Ele quer ainda que as autoridades haitianas controlem e coordenem toda a ajuda humanitária que chega ao país.

Prèval ainda cobrou a liberação de R$ 1 milhão prometidos pelo Brasil.

Nesta semana, o Brasil anunciou a doação de US$400 mil para o financiamento integral de um dos três projetos elaborados pela UNESCO para a reconstrução do sistema educacional do Haiti.

O montante será destinado ao treinamento de professores e beneficiará cerca de 110 mil estudantes haitianos de nível secundário e superior.

A doação foi anunciada pelo Ministro Celso Amorim após encontro com a Diretora-Geral da UNESCO, Embaixadora Irina Bokova, na sede da Organização, em Paris.

Nesta semana, um grupo de cinco deputados brasileiros visitou Porto Príncipe.

Eles pretendem realizar um debate na Câmara sobre o Haiti.

Serão chamados os ministros da Defesa, Nelson Jobim, e das Relações Exteriores, Celso Amorim, além de militares e de membros de organizações civis que atuam no Haiti.

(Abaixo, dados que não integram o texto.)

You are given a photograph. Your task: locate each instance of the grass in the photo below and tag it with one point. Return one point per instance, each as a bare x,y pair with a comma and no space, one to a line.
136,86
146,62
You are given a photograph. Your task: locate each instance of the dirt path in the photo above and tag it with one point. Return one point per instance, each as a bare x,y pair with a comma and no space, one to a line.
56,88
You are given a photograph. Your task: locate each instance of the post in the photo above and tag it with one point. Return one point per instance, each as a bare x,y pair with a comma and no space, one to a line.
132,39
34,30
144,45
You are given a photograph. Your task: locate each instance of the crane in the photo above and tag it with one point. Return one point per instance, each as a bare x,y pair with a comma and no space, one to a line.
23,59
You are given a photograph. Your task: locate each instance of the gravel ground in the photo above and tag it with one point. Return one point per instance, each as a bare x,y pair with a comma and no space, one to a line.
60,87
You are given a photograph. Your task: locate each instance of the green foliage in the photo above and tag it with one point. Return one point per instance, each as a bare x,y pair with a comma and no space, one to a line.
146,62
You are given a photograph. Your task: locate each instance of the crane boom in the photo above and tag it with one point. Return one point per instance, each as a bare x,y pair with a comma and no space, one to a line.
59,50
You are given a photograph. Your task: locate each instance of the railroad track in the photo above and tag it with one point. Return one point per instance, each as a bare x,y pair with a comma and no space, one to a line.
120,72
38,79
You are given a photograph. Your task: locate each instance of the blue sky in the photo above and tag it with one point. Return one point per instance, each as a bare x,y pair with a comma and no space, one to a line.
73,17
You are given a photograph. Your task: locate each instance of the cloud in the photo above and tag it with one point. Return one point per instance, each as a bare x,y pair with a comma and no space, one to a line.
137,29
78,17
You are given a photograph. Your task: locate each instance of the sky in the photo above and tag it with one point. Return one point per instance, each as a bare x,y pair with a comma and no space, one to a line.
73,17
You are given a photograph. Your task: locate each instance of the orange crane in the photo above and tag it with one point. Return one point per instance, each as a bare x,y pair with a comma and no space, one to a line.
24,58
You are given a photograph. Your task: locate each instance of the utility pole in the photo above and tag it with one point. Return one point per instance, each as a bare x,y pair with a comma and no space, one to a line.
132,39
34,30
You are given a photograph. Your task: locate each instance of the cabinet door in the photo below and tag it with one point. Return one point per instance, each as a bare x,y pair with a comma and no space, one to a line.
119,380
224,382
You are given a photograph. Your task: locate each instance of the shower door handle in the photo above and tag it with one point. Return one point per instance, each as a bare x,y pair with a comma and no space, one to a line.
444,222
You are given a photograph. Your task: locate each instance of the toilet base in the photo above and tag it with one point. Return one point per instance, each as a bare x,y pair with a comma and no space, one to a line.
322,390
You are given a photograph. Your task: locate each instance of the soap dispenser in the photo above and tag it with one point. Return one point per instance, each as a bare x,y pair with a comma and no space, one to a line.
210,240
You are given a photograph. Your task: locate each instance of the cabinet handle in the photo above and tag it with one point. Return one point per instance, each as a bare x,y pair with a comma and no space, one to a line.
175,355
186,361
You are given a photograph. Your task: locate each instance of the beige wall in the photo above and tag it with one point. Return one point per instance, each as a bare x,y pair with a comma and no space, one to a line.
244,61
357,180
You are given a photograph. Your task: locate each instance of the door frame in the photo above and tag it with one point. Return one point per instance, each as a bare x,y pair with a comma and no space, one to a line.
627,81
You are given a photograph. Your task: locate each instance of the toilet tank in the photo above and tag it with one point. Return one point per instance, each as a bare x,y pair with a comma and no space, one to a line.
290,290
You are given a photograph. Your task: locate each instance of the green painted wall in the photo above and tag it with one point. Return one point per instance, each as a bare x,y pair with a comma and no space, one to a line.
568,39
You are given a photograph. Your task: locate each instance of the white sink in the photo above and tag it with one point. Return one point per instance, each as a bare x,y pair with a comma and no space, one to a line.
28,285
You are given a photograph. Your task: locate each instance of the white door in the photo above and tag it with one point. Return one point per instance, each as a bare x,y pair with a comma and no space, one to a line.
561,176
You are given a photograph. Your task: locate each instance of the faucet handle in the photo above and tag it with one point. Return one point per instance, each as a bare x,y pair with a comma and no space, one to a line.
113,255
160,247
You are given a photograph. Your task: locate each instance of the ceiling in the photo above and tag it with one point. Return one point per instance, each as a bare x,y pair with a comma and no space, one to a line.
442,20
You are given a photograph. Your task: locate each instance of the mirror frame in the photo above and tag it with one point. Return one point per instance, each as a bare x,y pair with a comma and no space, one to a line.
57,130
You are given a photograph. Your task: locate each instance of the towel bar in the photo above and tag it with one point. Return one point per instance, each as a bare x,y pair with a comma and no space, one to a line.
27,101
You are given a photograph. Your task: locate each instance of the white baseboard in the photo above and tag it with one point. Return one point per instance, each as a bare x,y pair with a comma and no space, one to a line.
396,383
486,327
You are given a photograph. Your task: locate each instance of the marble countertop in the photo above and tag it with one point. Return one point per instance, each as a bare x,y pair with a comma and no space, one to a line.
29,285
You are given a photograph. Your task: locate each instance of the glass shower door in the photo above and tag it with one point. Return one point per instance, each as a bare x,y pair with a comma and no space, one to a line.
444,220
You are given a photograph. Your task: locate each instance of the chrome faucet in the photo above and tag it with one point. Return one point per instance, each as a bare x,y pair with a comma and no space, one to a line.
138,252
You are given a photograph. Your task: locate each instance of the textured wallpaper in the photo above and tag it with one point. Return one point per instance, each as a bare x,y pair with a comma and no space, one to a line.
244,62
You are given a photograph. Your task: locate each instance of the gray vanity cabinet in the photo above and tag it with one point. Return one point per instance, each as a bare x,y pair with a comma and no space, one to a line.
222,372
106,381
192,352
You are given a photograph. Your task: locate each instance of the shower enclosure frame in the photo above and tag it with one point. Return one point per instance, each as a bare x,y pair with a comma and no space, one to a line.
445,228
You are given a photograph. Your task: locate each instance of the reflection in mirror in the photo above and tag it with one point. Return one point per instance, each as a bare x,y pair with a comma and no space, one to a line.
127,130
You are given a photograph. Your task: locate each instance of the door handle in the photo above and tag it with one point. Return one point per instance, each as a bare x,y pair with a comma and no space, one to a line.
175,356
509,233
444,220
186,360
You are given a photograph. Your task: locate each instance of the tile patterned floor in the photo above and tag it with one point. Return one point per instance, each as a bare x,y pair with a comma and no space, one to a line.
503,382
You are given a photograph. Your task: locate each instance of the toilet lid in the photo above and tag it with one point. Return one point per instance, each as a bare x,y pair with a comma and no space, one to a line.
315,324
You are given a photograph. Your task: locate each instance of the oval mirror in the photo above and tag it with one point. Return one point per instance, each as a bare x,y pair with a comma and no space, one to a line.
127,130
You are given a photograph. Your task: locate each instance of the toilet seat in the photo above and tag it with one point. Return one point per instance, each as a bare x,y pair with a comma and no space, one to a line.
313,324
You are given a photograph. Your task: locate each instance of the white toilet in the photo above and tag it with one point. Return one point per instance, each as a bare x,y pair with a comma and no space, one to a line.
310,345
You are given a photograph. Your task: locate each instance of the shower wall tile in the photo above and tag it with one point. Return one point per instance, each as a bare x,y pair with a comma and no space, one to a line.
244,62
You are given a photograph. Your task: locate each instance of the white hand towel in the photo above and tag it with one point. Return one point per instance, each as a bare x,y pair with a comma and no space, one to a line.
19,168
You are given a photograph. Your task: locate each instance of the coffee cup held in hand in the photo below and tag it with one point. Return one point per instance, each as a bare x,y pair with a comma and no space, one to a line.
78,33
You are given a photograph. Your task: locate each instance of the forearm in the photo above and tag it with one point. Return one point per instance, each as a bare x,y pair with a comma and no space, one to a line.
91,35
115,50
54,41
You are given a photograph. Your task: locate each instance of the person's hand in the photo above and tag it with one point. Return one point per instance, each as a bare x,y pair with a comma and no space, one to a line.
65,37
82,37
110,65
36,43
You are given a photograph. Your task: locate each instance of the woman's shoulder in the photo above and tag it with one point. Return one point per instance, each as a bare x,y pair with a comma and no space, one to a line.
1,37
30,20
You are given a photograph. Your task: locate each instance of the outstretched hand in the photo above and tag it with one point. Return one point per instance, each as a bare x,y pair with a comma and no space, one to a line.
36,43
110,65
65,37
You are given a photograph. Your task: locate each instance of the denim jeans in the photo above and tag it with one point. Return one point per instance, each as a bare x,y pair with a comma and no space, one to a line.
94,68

O deputado Raul Jungmann (PPS-PE), defendeu a criação de um Plano Marshall para a reconstrução do país.

Até o momento, foram contabilizadas 220 mil mortes com o terremoto, mas esse número pode ter ultrapassado os 250 mil uma vez que no Haiti os registros de nascimento e falecimento praticamente não existem.

A Câmara dos Deputados deve realizar ainda uma sessão solene em homenagem aos brasileiros mortos no Haiti. Foram 18 militares e dois civis.

Um policial militar do Distrito Federal continua desaparecido.